Il était en discussion avec Stanislas Julien Valentin (rebaptisé ici pour préserver son anonymat) dont je connaissais le visage pour l’avoir déjà croisé ici et là.

Stan (oui c’est comme ça que tout le monde l’appelle dans la vie que je lui ai imaginé). Stan avait le cœur qui chavirait. Chagrin d’amour. Chagrin bénéfique puisqu’il venait de prendre conscience de l’un de ses mécanismes saboteurs. Il muait. Il cherchait à comprendre, à évoluer et trimballait dans son sac quelques livres de développement personnel. Nous nous sommes attardés sur l’un d’eux, un livre de recettes pour aller mieux. Il nous disait comme il trouvait ce livre bien conçu et nous nous sommes laissés tenter par quelques potions et élixirs.

En décembre, Audrey de la Fabrique à bonheurs me met en contact avec Sophie Grassi.
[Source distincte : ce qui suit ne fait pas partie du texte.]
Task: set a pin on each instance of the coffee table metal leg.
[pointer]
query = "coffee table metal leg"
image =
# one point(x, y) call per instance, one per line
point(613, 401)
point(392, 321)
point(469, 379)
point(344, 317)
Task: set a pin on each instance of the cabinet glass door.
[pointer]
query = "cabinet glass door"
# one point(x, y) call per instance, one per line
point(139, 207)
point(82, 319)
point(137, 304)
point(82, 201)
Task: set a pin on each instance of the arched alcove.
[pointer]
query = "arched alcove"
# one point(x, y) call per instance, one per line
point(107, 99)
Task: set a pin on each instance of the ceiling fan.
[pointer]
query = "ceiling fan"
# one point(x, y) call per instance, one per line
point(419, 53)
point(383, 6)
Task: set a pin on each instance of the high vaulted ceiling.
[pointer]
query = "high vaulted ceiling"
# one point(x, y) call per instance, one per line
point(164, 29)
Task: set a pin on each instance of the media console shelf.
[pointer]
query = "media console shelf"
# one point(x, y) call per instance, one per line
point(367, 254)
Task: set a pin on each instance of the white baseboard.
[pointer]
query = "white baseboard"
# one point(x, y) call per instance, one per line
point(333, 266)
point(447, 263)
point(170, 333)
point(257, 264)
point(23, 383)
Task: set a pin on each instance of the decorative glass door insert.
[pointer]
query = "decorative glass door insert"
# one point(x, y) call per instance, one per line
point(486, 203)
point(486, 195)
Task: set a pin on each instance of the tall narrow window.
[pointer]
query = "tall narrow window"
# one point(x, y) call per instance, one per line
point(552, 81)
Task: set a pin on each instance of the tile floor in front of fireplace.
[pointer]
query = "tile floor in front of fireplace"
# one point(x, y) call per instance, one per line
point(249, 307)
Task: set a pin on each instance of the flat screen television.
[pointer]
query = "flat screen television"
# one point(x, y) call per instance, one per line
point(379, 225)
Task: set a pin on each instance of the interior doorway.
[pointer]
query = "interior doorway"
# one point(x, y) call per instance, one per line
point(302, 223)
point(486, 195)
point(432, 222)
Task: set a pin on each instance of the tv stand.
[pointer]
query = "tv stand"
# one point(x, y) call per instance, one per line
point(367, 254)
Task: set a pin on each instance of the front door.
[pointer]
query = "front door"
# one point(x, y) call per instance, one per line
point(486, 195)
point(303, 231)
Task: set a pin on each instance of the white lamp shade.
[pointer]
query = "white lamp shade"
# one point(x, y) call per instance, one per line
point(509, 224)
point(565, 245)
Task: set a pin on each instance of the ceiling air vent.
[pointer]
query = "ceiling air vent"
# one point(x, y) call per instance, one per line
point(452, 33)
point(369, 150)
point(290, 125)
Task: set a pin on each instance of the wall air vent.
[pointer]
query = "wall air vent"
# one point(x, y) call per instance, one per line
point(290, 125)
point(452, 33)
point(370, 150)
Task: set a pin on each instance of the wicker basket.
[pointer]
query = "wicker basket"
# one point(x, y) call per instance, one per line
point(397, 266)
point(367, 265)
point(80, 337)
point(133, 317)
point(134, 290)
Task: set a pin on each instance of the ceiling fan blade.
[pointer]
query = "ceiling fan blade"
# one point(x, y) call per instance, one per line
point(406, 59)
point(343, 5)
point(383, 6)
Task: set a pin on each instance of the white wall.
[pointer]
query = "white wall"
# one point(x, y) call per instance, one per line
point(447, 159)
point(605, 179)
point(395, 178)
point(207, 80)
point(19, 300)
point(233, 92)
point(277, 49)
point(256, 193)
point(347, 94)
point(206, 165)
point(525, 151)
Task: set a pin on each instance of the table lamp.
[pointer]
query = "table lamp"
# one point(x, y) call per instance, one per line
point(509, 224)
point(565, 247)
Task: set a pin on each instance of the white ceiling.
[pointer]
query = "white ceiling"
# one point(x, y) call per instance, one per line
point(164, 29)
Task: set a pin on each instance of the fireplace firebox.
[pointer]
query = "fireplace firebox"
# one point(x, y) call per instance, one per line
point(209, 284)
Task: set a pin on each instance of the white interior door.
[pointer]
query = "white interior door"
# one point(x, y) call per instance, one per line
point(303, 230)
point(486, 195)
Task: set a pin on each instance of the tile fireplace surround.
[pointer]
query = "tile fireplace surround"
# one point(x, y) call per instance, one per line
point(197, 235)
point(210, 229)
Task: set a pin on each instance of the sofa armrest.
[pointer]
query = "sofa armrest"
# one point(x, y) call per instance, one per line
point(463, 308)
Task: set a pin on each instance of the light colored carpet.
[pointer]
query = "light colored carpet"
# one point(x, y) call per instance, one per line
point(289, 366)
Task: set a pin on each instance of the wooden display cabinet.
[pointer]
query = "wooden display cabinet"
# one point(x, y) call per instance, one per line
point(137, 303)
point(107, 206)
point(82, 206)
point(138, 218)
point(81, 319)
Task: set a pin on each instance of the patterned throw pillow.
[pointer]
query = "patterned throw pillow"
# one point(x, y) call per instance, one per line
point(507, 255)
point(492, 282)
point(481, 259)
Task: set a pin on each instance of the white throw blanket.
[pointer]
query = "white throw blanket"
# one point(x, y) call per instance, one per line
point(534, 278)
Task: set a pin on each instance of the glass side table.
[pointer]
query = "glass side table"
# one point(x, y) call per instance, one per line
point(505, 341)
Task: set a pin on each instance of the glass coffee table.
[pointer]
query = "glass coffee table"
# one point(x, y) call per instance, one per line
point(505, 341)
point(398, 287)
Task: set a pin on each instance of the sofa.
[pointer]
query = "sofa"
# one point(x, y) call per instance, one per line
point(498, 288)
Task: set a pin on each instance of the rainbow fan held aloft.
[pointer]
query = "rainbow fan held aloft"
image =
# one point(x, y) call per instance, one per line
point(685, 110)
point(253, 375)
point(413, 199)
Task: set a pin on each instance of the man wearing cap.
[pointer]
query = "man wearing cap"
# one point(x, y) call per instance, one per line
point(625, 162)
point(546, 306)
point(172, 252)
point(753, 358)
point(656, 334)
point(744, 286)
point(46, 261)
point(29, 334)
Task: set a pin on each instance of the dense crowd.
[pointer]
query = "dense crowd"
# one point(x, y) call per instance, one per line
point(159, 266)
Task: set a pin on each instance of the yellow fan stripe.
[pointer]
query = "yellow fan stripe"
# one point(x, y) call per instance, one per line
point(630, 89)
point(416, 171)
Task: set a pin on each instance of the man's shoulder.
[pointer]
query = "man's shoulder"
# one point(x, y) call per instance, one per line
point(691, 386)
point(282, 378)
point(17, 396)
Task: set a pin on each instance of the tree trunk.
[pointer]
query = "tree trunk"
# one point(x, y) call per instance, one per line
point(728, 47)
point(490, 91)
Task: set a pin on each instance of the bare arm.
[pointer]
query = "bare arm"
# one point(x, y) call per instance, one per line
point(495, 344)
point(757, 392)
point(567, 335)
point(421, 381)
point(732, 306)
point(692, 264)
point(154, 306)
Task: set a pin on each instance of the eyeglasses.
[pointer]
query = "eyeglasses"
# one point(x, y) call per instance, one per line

Période chargée, je décide d’interviewer Sophie sans même regarder son parcours, sans poser de question, en toute confiance. En arrivant à la Fabrique, je découvre son livre de recettes pour aller mieux et me remémore immédiatement ce bon moment sans gluten.

Et parce que j’aime les hasards plus que n’importe quel délice terrestre, je ne peux m’empêcher de partager une aventure Cambodgienne.

En janvier, je suis dans l’avion des vacances. J’atterris à Phnom Penh  dans une heure et je n’ai pas encore ouvert mon guide de voyage. Je voyage très léger et au petit bonheur la chance. Je feuillette, hésite et décide dès ma descente d’avion d’enfourcher un moto-dop et de prendre un bus direction Battambang. De là, je pourrai prendre le bateau pour me diriger vers les fabuleux temples d’Angkor. J’y allais avec des espoirs de révélation divine sur le sens de la vie, d’illumination, de téléchargement de nouveaux super pouvoirs. Je n’ai pas eu à attendre d’y arriver pour prendre un coup de ravissement dans la figure.

7h du matin, mon troisième jour au Cambodge, je descends vers le bateau. Il ne reste qu’une petite place pour mon derrière. Je m’assois et regarde mes compagnons de voyage. Deux d’entre eux me regardent avec insistance. Qu’ont-ils donc? Elle, je ne l’avais vu qu’une fois dans le passé donc ce n’est pas étonnant que je reste coi devant son regard appuyé. C’est le sourire au coin de ses lèvres à lui qui m’a soudain sortie de mon hébétude. “Corentin!” Avec sa barbe et ses lunettes de soleil et parce que je n’imaginais pas une seconde le croiser là, je ne l’avais pas reconnu!

J’ai appris que la magie de la vie n’est pas cachée sous les pierres des temples ou dans une forêt sacrée. Ou plutôt si, elle est là, au grand jour et partout ailleurs. Chaque minute, chaque lieu où l’on se déplace est la demeure du mystère et de ses petits hasards! Merci la vie!